Gewonnen hat Obama, weil Romney verlor. Diffus agierte der Financier, sagte mal dies, mal das. Verunglimpfte Frauen, verhöhnte Arme, blieb ideenlos. Steht für ein Amerika, das Minderheiten an den Rand drängt; wo Steuerkürzungen als ein-
ziges Rezept für raschen wirtschaftlichen Aufschwung gelten; das nicht nur Abtreibung, sondern selbst Verhütungsmittel verbieten möchte.
Ein amerikanischer Wahlkampf ist stets auch ein Kampf. Wie ein General schickte Obama die Truppen meisterhaft in die wahlentscheidenden Bezirke.
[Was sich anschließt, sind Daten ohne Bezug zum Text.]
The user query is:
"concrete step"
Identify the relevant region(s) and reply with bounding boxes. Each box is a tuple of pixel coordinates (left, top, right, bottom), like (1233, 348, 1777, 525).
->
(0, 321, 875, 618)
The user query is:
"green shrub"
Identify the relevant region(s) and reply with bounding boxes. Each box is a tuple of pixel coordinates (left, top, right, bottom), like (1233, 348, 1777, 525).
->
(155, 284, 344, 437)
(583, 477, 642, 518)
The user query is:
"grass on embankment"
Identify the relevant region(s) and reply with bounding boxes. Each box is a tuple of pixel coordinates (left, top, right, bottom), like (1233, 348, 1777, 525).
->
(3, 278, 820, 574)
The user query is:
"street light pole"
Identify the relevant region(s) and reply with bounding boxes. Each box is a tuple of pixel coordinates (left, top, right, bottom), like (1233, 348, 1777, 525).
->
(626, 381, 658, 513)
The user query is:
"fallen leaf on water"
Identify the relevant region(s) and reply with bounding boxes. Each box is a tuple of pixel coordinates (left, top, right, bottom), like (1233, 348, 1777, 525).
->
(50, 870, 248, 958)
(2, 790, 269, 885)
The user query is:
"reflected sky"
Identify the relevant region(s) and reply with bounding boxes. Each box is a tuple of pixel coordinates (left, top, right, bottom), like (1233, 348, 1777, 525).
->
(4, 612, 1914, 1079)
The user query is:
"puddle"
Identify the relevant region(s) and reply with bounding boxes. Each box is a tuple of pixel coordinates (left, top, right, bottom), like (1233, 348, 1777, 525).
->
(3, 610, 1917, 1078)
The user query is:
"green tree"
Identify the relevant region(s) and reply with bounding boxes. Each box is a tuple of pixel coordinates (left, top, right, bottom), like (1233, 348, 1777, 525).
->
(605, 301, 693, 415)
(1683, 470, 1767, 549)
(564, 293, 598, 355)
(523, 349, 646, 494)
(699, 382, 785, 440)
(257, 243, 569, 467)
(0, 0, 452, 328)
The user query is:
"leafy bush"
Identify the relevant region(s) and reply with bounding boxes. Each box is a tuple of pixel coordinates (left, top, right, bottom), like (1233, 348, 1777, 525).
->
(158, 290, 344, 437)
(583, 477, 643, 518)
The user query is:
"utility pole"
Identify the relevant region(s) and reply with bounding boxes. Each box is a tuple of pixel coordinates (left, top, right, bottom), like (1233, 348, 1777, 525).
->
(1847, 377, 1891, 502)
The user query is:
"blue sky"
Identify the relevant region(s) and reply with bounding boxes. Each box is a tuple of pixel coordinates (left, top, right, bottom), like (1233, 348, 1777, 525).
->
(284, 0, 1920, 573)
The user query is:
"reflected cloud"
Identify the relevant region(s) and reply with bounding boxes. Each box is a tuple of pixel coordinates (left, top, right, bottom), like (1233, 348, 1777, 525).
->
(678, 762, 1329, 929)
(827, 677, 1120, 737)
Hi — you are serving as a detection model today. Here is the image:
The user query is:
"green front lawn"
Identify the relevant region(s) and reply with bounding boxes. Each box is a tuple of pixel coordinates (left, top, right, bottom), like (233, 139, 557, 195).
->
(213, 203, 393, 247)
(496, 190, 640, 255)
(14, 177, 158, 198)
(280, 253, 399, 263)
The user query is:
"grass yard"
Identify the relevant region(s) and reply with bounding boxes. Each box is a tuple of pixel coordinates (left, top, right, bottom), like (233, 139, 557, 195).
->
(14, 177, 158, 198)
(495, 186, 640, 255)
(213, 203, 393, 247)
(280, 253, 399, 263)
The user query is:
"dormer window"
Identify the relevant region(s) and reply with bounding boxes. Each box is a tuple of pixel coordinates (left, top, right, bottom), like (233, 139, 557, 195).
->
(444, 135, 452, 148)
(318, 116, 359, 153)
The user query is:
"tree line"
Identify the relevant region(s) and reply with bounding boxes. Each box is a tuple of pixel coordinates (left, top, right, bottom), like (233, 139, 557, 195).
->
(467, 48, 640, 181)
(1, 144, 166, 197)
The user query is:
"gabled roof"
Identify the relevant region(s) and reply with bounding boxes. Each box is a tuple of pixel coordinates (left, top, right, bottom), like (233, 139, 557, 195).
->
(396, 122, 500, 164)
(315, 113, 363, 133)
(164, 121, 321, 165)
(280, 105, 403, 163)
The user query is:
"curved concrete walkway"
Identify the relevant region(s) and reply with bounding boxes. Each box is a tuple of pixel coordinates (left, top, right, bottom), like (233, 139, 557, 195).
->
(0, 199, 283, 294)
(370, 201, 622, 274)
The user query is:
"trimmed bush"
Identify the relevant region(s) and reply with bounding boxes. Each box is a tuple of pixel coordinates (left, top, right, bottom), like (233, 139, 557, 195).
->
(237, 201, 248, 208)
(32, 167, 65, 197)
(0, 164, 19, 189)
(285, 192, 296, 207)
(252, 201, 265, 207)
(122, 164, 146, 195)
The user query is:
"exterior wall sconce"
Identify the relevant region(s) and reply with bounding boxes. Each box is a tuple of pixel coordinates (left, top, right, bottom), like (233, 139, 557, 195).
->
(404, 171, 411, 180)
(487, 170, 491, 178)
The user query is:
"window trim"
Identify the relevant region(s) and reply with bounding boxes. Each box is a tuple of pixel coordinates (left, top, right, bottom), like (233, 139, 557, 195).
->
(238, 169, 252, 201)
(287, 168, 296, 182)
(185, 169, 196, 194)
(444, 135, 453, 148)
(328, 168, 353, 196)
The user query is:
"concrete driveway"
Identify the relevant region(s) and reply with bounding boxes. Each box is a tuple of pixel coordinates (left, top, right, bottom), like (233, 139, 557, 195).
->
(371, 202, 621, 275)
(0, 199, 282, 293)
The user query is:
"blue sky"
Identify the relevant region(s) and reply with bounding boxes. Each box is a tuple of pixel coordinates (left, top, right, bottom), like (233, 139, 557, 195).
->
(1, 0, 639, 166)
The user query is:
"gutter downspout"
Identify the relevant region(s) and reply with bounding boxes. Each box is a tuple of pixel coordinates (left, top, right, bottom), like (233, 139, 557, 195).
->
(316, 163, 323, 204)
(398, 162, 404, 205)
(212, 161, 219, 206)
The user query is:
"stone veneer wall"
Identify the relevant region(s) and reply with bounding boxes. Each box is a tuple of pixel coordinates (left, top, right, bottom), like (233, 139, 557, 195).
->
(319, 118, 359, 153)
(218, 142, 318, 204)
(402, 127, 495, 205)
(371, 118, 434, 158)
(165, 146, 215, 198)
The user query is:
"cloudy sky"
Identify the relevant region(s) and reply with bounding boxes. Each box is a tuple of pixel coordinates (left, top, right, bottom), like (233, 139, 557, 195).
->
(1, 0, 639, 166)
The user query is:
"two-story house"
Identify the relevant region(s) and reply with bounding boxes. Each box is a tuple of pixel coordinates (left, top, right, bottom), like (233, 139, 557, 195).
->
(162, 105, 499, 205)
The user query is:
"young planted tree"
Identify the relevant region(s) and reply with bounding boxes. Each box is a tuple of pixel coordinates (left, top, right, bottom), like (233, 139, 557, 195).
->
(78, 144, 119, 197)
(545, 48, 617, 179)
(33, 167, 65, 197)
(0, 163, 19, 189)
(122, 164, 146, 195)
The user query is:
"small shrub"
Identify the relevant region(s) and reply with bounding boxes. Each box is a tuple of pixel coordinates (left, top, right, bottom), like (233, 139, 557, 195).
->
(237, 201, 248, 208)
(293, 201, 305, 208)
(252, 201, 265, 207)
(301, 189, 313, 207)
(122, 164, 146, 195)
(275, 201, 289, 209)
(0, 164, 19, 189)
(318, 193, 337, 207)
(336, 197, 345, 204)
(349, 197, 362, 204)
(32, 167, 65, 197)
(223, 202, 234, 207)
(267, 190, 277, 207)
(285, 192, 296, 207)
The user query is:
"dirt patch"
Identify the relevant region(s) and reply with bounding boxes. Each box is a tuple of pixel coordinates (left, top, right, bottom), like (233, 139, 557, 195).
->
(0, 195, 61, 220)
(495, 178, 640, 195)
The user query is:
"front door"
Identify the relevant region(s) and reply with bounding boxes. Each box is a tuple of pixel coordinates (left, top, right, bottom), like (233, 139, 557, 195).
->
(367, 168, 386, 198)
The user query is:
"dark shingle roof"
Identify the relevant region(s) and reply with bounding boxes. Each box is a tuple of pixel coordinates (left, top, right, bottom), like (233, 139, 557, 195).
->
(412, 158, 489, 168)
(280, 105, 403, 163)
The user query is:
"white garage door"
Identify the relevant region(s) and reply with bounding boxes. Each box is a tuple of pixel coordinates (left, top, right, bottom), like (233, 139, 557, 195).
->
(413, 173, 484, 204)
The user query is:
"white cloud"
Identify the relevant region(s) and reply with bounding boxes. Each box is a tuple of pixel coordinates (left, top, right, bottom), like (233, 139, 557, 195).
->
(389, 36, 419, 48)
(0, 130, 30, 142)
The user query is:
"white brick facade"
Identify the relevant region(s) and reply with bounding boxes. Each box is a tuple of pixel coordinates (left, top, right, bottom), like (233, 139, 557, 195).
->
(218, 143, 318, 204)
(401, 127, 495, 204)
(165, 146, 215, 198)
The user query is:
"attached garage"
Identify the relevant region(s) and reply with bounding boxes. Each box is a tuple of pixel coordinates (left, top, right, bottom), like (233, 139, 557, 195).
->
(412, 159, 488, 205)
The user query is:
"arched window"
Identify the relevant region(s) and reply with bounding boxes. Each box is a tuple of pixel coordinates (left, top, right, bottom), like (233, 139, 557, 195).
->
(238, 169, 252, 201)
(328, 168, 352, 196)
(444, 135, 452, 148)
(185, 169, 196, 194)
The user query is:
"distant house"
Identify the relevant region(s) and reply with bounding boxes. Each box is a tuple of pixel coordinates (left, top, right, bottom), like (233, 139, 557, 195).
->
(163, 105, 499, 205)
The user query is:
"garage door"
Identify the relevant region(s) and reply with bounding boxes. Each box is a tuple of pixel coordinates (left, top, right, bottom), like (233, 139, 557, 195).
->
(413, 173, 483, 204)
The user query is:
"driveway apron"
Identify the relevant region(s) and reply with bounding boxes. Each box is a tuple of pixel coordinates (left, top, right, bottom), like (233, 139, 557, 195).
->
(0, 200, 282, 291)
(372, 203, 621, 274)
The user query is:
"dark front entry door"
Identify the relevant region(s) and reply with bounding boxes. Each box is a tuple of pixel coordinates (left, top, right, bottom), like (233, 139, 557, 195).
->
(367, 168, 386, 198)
Hoch verschuldet ist der Staat. Bald droht ein Stillstand – mit verheerenden Folgen für die Welt. Wegen dieser Gefahr schwächelten gestern weltweit die Börsen. Um die enormen Probleme Amerikas anzugehen, muss der Präsident mit Republikanern zusammenspannen.
Was Obama in der ersten Amtszeit missglückte. Packt er jetzt seine zweite Chance, könnte er als Grosser in die Geschichte eingehen. Der Welt ist es zu wünschen. Sie braucht die USA.